Remember, when you see red text in the console, don’t panic. It doesn’t necessarily mean anything is wrong. Rather:

  • If the text starts with “Error”, figure out what’s causing it. Think of errors as a red traffic light: something is wrong!
  • If the text starts with “Warning”, figure out if it’s something to worry about. For instance, if you get a warning about missing values in a scatterplot and you know there are missing values, you’re fine. If that’s surprising, look at your data and see what’s missing. Think of warnings as a yellow traffic light: everything is working fine, but watch out/pay attention.
  • Otherwise, the text is just a message. Read it, wave back at R, and thank it for talking to you. Think of messages as a green traffic light: everything is working fine and keep on going!

1.2.3 Tips on learning to code

Learning to code/program is quite similar to learning a foreign language. It can be daunting and frustrating at first. Such frustrations are common and it is normal to feel discouraged as you learn. However, just as with learning a foreign language, if you put in the effort and are not afraid to make mistakes, anybody can learn and improve.
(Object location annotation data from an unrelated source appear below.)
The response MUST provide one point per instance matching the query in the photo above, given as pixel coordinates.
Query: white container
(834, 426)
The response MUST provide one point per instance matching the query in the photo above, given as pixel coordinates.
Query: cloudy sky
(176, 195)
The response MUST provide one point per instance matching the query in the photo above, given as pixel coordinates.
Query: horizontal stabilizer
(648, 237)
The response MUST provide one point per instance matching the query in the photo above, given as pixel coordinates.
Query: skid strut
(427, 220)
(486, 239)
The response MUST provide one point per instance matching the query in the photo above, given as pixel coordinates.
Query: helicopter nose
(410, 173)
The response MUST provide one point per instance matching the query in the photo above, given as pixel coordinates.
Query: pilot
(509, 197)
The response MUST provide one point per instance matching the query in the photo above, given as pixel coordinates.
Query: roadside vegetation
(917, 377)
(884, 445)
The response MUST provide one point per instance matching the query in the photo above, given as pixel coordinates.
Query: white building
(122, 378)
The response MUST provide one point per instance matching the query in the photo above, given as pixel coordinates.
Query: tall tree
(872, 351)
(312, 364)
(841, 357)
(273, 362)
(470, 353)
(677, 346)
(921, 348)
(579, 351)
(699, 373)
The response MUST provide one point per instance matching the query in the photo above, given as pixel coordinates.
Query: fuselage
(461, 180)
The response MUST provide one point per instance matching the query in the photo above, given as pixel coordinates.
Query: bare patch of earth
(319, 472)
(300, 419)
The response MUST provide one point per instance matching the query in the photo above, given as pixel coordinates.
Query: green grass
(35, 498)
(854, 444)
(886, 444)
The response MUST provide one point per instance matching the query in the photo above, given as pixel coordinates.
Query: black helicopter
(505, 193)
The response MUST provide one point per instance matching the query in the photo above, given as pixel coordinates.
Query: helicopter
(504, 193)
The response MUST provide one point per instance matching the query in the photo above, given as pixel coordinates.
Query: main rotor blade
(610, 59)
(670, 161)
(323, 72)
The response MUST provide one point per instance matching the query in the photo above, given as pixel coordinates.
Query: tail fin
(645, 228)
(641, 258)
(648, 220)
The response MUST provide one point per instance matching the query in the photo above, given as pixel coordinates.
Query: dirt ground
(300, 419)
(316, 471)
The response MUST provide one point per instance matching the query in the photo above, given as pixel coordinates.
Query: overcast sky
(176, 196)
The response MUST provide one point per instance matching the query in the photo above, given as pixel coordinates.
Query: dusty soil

Here are a few useful tips to keep in mind as you learn to program:

  • Remember that computers are not actually that smart: You may think your computer or smartphone is “smart,” but really people spent a lot of time and energy designing them to appear “smart.” In reality, you have to tell a computer everything it needs to do. Furthermore, the instructions you give your computer can’t have any mistakes in them, nor can they be ambiguous in any way.
  • Take the “copy, paste, and tweak” approach: Especially when you learn your first programming language or you need to understand particularly complicated code, it is often much easier to take existing code that you know works and modify it to suit your ends. This is as opposed to trying to type out the code from scratch. We call this the “copy, paste, and tweak” approach. So early on, we suggest not trying to write code from memory, but rather take existing examples we have provided you, then copy, paste, and tweak them to suit your goals. After you start feeling more confident, you can slowly move away from this approach and write code from scratch. Think of the “copy, paste, and tweak” approach as training wheels for a child learning to ride a bike. After getting comfortable, they won’t need them anymore.
  • The best way to learn to code is by doing: Rather than learning to code for its own sake, we find that learning to code goes much smoother when you have a goal in mind or when you are working on a particular project, like analyzing data that you are interested in and that is important to you.
  • Practice is key: Just as the only method to improve your foreign language skills is through lots of practice and speaking, the only method to improving your coding skills is through lots of practice. Don’t worry, however, we’ll give you plenty of opportunities to do so!